こんな話ですみません。何となく、直江の目の前で女の子にチュウする高耶さんが頭に浮かんだもので…。ああ、直高ファンにぶっ殺されそうですね。いや、私も直高ファンなんですが。何つうか、その、受けが女の子ともやっちゃうのってちょっとツボなんですよ。でも、男女モノに萌えるっつうわけでもなくて、女の子を口説いたり、女の子と寝たりするようなそういう普通の男が、男にやられちゃうっつうのがいいんですよっ(笑)。

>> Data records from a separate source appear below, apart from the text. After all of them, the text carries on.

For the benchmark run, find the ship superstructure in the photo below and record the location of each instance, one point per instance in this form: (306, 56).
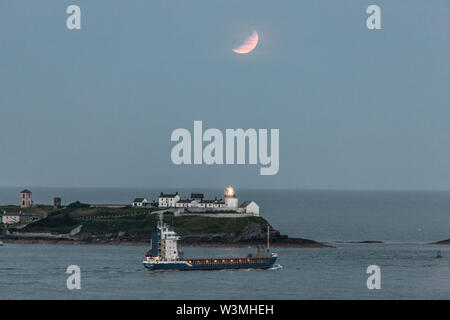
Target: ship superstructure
(164, 255)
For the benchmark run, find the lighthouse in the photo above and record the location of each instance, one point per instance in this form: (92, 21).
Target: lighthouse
(230, 198)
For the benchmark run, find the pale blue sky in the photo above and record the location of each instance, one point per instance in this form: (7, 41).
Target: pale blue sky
(356, 109)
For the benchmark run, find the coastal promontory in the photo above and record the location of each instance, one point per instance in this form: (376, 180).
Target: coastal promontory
(85, 224)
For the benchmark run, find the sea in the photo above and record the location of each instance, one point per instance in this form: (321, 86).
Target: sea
(405, 222)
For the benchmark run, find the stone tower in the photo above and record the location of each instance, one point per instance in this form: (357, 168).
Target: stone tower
(26, 200)
(230, 198)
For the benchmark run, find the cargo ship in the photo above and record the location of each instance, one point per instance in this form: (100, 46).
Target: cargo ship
(164, 255)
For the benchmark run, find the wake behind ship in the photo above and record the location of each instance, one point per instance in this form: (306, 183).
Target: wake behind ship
(164, 255)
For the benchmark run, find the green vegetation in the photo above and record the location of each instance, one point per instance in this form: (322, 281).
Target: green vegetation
(132, 221)
(198, 224)
(62, 223)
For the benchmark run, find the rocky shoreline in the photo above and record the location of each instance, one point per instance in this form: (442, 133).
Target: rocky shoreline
(292, 243)
(446, 242)
(252, 234)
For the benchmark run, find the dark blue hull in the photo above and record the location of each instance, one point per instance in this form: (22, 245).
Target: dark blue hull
(210, 264)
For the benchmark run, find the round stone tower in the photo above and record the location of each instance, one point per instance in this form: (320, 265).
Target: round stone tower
(230, 198)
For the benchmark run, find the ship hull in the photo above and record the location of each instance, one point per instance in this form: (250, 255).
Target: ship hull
(260, 263)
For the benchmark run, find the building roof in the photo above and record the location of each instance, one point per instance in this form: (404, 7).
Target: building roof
(167, 195)
(245, 204)
(185, 201)
(212, 201)
(19, 214)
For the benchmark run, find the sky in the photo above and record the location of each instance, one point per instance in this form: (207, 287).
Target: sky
(356, 108)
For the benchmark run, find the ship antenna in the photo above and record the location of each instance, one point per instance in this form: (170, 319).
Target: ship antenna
(161, 218)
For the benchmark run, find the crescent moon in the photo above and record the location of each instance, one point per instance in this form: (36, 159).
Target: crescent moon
(248, 45)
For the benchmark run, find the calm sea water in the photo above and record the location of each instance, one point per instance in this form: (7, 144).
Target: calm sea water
(404, 221)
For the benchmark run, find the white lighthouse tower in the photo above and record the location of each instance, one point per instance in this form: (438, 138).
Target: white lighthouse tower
(230, 198)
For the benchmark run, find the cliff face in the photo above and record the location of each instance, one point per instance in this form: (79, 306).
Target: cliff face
(85, 225)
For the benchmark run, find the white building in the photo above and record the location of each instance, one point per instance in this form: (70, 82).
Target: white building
(231, 201)
(140, 202)
(20, 217)
(26, 200)
(168, 200)
(197, 203)
(250, 207)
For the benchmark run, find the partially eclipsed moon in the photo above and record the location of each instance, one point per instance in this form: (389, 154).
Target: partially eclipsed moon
(249, 45)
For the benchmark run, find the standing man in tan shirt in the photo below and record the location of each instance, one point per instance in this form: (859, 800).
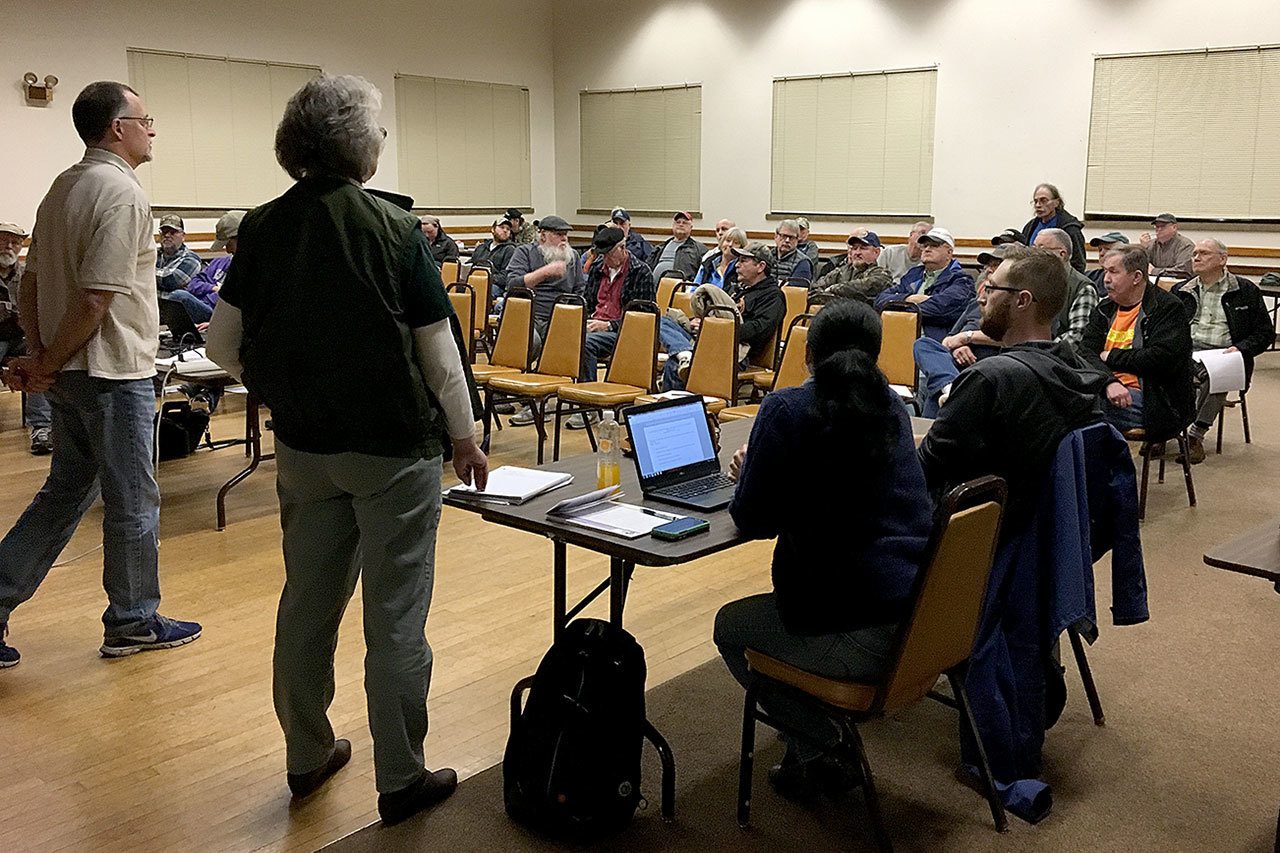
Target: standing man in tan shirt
(90, 315)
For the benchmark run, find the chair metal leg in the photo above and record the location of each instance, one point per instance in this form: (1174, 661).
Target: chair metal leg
(1146, 473)
(882, 839)
(1183, 445)
(746, 757)
(1091, 689)
(997, 806)
(560, 407)
(1244, 419)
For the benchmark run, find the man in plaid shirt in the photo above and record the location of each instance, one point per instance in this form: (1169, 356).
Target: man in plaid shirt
(1080, 297)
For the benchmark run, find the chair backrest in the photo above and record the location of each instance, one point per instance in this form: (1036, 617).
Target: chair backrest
(682, 300)
(464, 300)
(949, 593)
(635, 356)
(792, 368)
(562, 352)
(798, 299)
(515, 331)
(900, 324)
(667, 286)
(713, 370)
(479, 282)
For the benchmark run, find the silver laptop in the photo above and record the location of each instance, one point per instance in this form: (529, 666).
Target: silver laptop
(675, 456)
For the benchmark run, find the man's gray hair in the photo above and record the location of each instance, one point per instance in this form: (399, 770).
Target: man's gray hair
(1061, 238)
(330, 127)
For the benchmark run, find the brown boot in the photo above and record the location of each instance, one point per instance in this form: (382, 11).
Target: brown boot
(1194, 450)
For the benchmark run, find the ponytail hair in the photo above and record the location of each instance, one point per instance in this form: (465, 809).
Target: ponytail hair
(853, 396)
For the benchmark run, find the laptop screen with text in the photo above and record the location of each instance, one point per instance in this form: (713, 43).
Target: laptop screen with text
(671, 437)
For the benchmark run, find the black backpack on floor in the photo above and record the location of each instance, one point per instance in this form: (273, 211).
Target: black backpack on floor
(572, 761)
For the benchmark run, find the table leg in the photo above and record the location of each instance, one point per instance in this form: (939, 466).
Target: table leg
(254, 448)
(560, 583)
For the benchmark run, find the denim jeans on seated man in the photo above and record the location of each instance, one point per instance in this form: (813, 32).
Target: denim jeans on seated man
(600, 345)
(103, 443)
(35, 407)
(1125, 419)
(940, 370)
(196, 308)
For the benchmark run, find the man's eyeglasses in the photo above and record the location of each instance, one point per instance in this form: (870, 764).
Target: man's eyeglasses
(1008, 290)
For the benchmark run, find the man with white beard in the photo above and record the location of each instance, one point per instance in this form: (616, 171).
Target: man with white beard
(35, 410)
(549, 268)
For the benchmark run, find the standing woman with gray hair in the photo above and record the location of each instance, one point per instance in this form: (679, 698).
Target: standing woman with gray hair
(336, 318)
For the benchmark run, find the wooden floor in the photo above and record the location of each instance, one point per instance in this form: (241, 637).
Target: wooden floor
(181, 749)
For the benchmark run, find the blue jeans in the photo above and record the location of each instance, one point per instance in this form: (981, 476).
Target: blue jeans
(104, 432)
(347, 518)
(196, 308)
(940, 370)
(600, 343)
(35, 407)
(1128, 418)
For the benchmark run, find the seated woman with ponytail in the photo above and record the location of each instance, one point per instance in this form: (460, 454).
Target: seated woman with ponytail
(831, 470)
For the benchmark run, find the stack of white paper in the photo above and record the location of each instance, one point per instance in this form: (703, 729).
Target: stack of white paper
(511, 484)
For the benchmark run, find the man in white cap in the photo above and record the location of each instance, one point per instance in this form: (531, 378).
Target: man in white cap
(200, 296)
(940, 287)
(35, 409)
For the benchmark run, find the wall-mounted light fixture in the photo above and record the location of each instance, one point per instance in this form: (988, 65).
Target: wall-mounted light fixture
(39, 94)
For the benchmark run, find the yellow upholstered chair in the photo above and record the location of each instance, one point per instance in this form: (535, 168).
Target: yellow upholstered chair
(792, 369)
(449, 272)
(561, 364)
(512, 347)
(631, 372)
(464, 300)
(900, 324)
(713, 370)
(933, 641)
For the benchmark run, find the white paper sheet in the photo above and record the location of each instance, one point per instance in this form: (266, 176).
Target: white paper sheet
(1225, 369)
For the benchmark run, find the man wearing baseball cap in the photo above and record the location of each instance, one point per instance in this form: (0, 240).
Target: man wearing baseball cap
(521, 232)
(636, 245)
(176, 263)
(549, 268)
(1104, 243)
(201, 293)
(860, 278)
(681, 254)
(938, 286)
(35, 406)
(1170, 251)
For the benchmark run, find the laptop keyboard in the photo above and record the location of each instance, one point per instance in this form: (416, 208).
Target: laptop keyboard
(699, 487)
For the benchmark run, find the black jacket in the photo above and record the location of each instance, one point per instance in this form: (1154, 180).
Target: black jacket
(1161, 359)
(1072, 226)
(1006, 416)
(763, 310)
(496, 258)
(443, 249)
(1247, 318)
(639, 286)
(688, 256)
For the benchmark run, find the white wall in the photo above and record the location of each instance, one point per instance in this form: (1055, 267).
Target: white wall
(81, 41)
(1013, 101)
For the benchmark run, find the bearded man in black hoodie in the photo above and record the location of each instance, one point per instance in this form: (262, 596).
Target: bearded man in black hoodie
(1008, 413)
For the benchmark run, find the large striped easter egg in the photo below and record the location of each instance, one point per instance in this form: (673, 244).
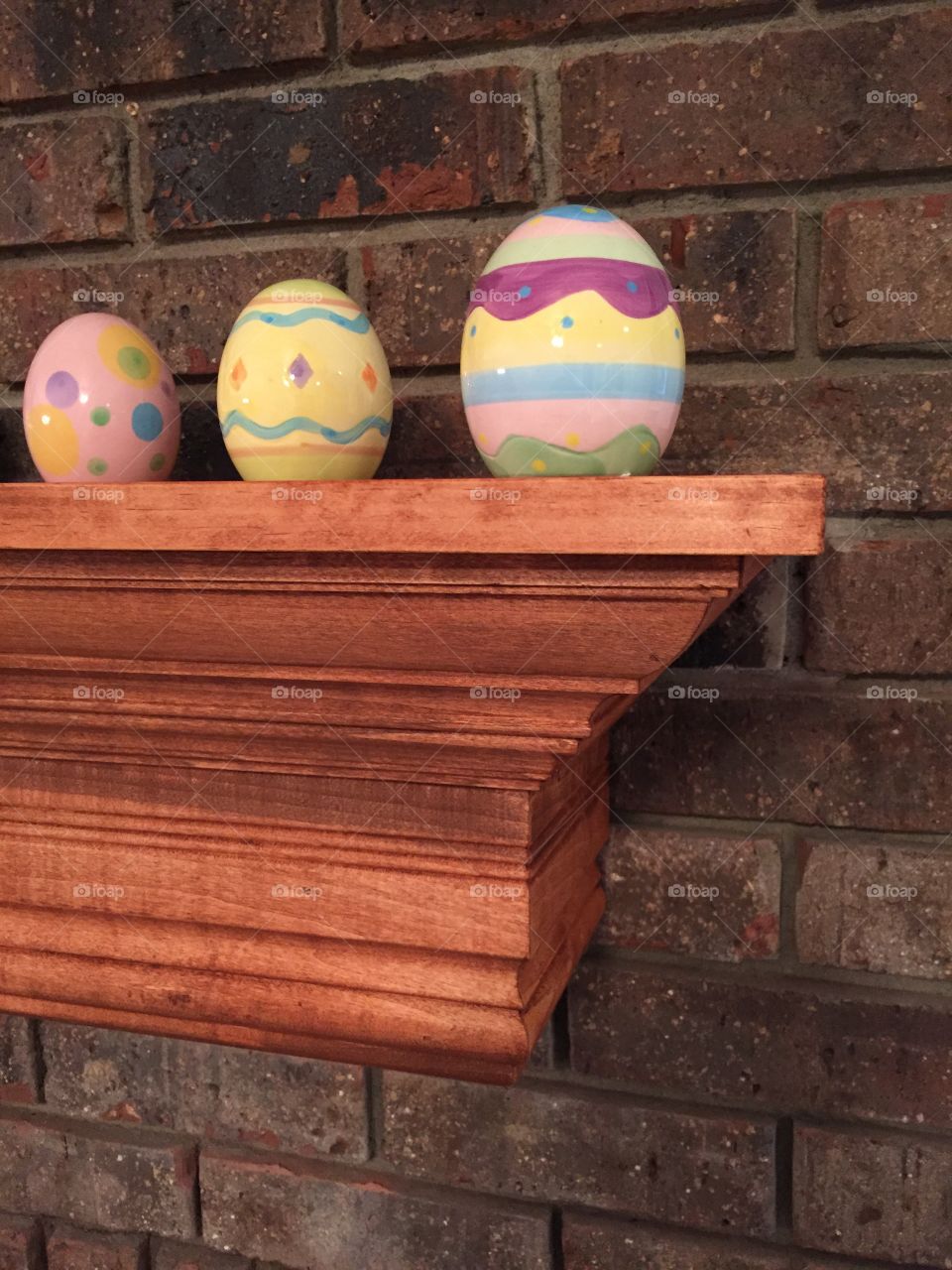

でも、そういう意味では、景虎様が高耶さんに換生する前の宿体の話を読んでみたいと思ってしまう私です。例の美奈子さんの話ですね。直江との泥沼三角関係。ひえー楽しそう(笑)。
さて、この小話の中では、目の前で愛しの高耶さんのファーストキスを奪われてしまった哀れな男、直江信綱。彼としてはこの女子を十万回調伏してもし足りない心境だったことでしょう。かわいそうに。大丈夫だよ。原作ではちゃんと高耶さんのファーストキス奪ってるから。なんて、ファーストキスじゃなかったりして。そうだったら私もちょっとショック。
本当なら城山公園展望台からの夜景写真でも載せたいところでしたが、いかんせん、行ったことがないので、写真がありません。でも、松本はいつか行きたいですね。駅前マックでのフィレオフィッシュの洗礼は、やはりミラジェンヌとしては受けておくべき?
なお、今回も、「6月30日という設定は2巻と3巻の間(加助の後、仙台編の前)でよかったのか」とか、「2巻の直後にしては、高耶さんが直江に執着しすぎ」とか色々突っ込みどころはありますが、適当に読み流して下さい。